AUD/USD has slipped to fresh multi‑week lows as escalating Middle East tensions, a surge in oil prices and renewed risk aversion overshadow its solid first‑quarter gains.
AUD/USD finished last week lower at 0.6873, posting a 2.11% decline – its largest weekly drop since March 2025. That move left the Aussie dollar languishing at a two‑month low as the week drew to a close.
With just one‑and‑a‑half trading sessions left before the end of both March and the first quarter (Q1), the pair’s performance in 2026 tells a fascinating tale of two halves.
For the month of March, AUD/USD has been one of the worst‑performing G10 currencies. It has fallen 3.71%, putting it roughly on par with the Swiss franc (−3.75%). However, it has managed to avoid the absolute bottom of the barrel, outperforming the ‘flightless bird’ – the New Zealand dollar, which is down about 4.41% – and the Swedish krona, which has shed almost 5%.
Zoom out to the Q1, however, and the picture looks vastly different. AUD/USD is on track to finish Q1 with a respectable gain of around 2.69%. That puts it right at the top of the G10 leaderboard, just pipping a fast‑finishing US dollar index (DXY) at +1.92%.

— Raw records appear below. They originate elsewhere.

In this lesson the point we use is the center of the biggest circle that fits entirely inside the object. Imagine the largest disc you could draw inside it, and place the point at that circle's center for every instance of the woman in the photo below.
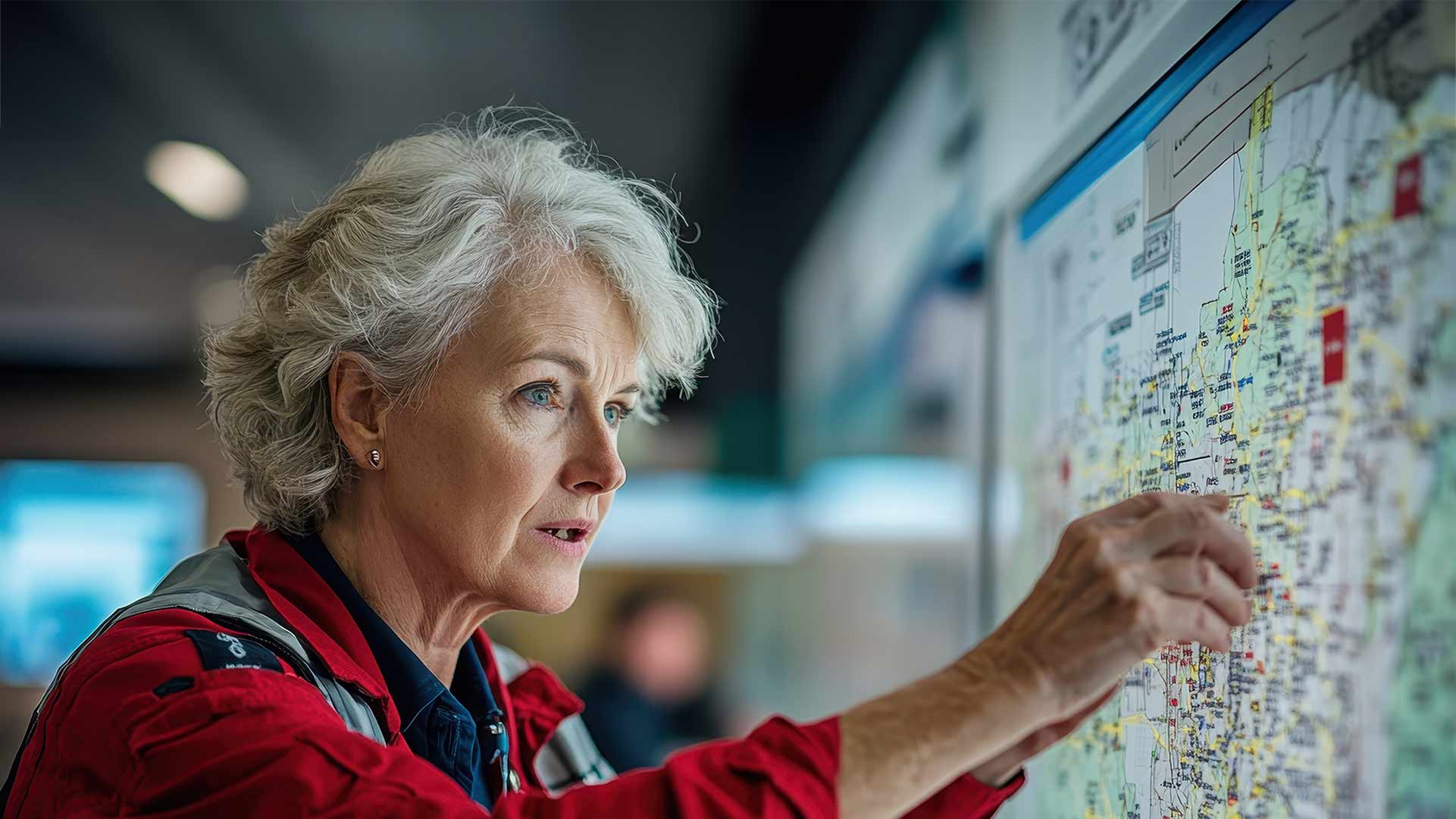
(423, 401)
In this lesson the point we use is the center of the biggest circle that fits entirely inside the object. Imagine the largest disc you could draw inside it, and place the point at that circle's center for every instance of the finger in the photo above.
(1136, 507)
(1198, 577)
(1143, 504)
(1198, 529)
(1188, 618)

This stark contrast in fortunes perfectly illustrates the disruptive impact of the Middle East conflict that kicked off in late February. Escalating tensions – namely the closure of the Strait of Hormuz and the subsequent surge in oil prices – have sent investors scrambling for the safety of the world’s reserve currency. As a risk‑sensitive, pro‑cyclical commodity currency, the Aussie has naturally found itself squarely in the crosshairs.
Over the weekend, the geopolitical backdrop took another turn for the worse as Yemen’s Iran‑aligned Houthis announced they are officially joining the conflict. Combined with reports of a continued US military buildup in the region, broader risk sentiment remains incredibly fragile. This cautious mood drove AUD/USD to a fresh nine‑week low of 0.6841 after the reopen this morning.
Looking ahead, AUD/USD’s trajectory this week will continue to be heavily dictated by offshore geopolitics. Any further escalation in the Middle East will keep the Aussie under pressure, while any genuine progress toward reopening the Strait of Hormuz would be the catalyst for a much‑needed relief rally. Locally, traders will also be keeping a close eye on the Reserve Bank of Australia (RBA) meeting minutes, previewed below.
Date: Tuesday, 31 March at 11.30am AEDT
At its board meeting two weeks ago, the RBA raised the cash rate by 25 basis points (bp) to 4.10% in a 5-4 split, the second consecutive hike after February’s move to 3.85%.
Governor Michele Bullock noted that while all members agreed a hike was warranted given renewed inflationary pressures, the split centred on timing rather than the need for action itself.
Markets will be scrutinising the minutes for clues on how much more tightening the board believes is still required, or whether this latest hike is seen as sufficient to keep inflation tracking sustainably back toward the 2% - 3% target.
The Australian interest rates market is currently pricing in 16 bp of tightening for the May board meeting. Further out, there is a cumulative 65 bp of hikes expected through the remainder of 2026, which would lift the cash rate to 4.75%.
Since our mid‑March update here, we’ve been highlighting the possibility that the 0.7189 high printed on 11 March marked a potential Wave V (Elliott Wave) top. That would complete a clean five‑wave advance off the November 2025 low at 0.6419 to the 0.7189 high, setting the stage for a corrective pullback.
The chart now shows that scenario playing out. After holding the 0.6950 – 0.6900 support zone for two weeks, AUD/USD broke decisively lower into the end of last week.
This technical break opens the door for the correction to extend further, targeting a sturdy band of support between 0.6800 and 0.6760. This zone includes both the 50% Fibonacci retracement of the entire rally at 0.6804 and the previous swing high of 0.6766 from 6 January.
Our base case is that we favour this support band holding. Consequently, we will be watching closely for any signs of basing in this region as a precursor to the uptrend resuming.